Myanmar National Airlines (MNA) plans to launch services on the highly competitive Yangon-Singapore route in Aug-2015 as it starts to implement an ambitious international expansion plan. The newly rebranded government-owned carrier took delivery of the first of 10 737-800s in Jun-2015 and plans to operate five international routes by early 2016 as it grows its new narrowbody fleet.
But the airline faces huge challenges as it operates outside the domestic market for the first time in two decades. The Yangon-Singapore market is already experiencing overcapacity and Myanmar-based carriers have struggled to compete against their Singaporean competitors, forcing cutbacks at Myanmar Airways International (MAI) and the withdrawal of Golden Myanmar Airways.
MNA will inevitably face the same challenges in Singapore as other Burmese carriers, particularly given its brand is an unknown in the international market. North Asia, which MNA plans to enter in the coming months, will also be a challenging market.

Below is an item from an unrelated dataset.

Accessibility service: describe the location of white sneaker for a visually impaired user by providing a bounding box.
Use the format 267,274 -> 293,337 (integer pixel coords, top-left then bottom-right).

Northeast Asia's combination passenger-freight airlines are re-fleeting their main deck cargo operations. EVA Air is the latest, announcing at the Paris Air Show its intent to acquire five 777Fs. The 777F has also been used to re-fleet the cargo units affiliated mainland China's big three airlines: Air China, China Eastern and China Southern. The largest in-service 777F fleet in the world is with China Southern, with 10. Korean Air has taken 777Fs in addition to 747-8Fs, which only Cathay in Asia has been the other combination airline to use. There are no known re-fleeting plans from Asiana and China Airlines.

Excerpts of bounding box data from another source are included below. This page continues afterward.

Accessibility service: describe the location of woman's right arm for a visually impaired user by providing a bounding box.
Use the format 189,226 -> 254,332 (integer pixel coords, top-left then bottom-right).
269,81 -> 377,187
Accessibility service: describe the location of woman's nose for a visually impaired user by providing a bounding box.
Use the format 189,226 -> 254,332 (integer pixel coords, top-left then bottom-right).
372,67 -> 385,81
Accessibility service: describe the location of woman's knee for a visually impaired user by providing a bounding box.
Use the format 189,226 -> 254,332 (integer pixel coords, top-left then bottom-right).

The airlines that have re-fleeted have been optimistic about acquisition costs being offset by operating efficiencies.
Southeast Asia has a different outlook. Thai Airways has exited the main deck freight business and Malaysia Airlines may do the same, although both were small players. Singapore Airlines Cargo is the largest in Southeast Asia but with only eight in-service 747Fs and no plans to re-fleet. As with the passenger business, Southeast Asian carriers are disadvantaged in serving North America, the main freight route for Northeast Asian carriers. To Europe there is large competition, including from Gulf carriers.